OnTableTop PaintComp January Sinners and Saints Inspires Techniques and Basing Tips
OnTableTop's January PaintComp 'Sinners and Saints' drove a spike in shared progress photos, technique experimentation, and practical basing and conversion tips for quick, themed entries.

The OnTableTop PaintComp thread for January's theme, Sinners and Saints, became a hub of hands-on experimentation and peer feedback as painters posted progress photos and swaps of technique notes. Posts dated Jan 16 to Jan 21 picked up around the event on Jan 19, with a steady stream of airbrushing tests, zenithal priming trials, and palette decisions that pushed participants to try faster, more decisive workflows.
Participation concentrated on short, practical wins. Airbrush work featured prominently for priming and smooth midcoat transitions, while zenithal priming was commonly deployed to establish a clear top-down light direction that speeds contrast decisions during subsequent brushwork. Conversation around color palettes showed a split between high-contrast saintly tones and saturated sinner palettes, with many painters intentionally choosing opposing colors to underline narrative contrasts in small bases and single-figure entries. Progress photos made comparisons easy, letting others see how a rapid zenithal followed by selective glazing cut painting time without losing depth.
Basing and conversions formed a major thread hook. Community posts included step-by-step photo runs that emphasized quick basing approaches suitable for a monthly competition format: build texture with simple materials, block in values early, and use limited palette washes to unify elements. Conversion tips leaned toward reversible, low-damage mods that keep minis competition-legal while adding character. That focus on practical, repeatable methods reinforced the PaintComp's role as a low-friction testing ground where experimentation translates directly into tabletop-ready results.
The competitive rhythm mattered.
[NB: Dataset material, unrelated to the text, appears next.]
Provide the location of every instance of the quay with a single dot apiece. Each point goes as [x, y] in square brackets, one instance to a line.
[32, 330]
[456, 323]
Monthly themes continue to drive painters toward faster decision-making and experimentation, and this January thread was a clear example of how rules and time constraints encourage creative problem-solving. Newer entrants benefited from side-by-side examples and critique, while more experienced painters posted run-throughs of quicker workflows that veterans can pull into regular projects when time is tight.

For readers who want to apply what surfaced in the thread, try one clear shift: adopt a zenithal priming pass to lock in light source, follow with an airbrush for base gradients, then do focused handwork for highlights. For bases, favor simple texture layers and unifying glazes to make a small diorama read at a glance. These are habits that pay off when you need a polished entry under a monthly deadline.
The Sinners and Saints thread shows the PaintComp remains a practical laboratory for miniature painting technique. Expect the next theme to produce another round of compact, high-yield tips that you can test between larger builds.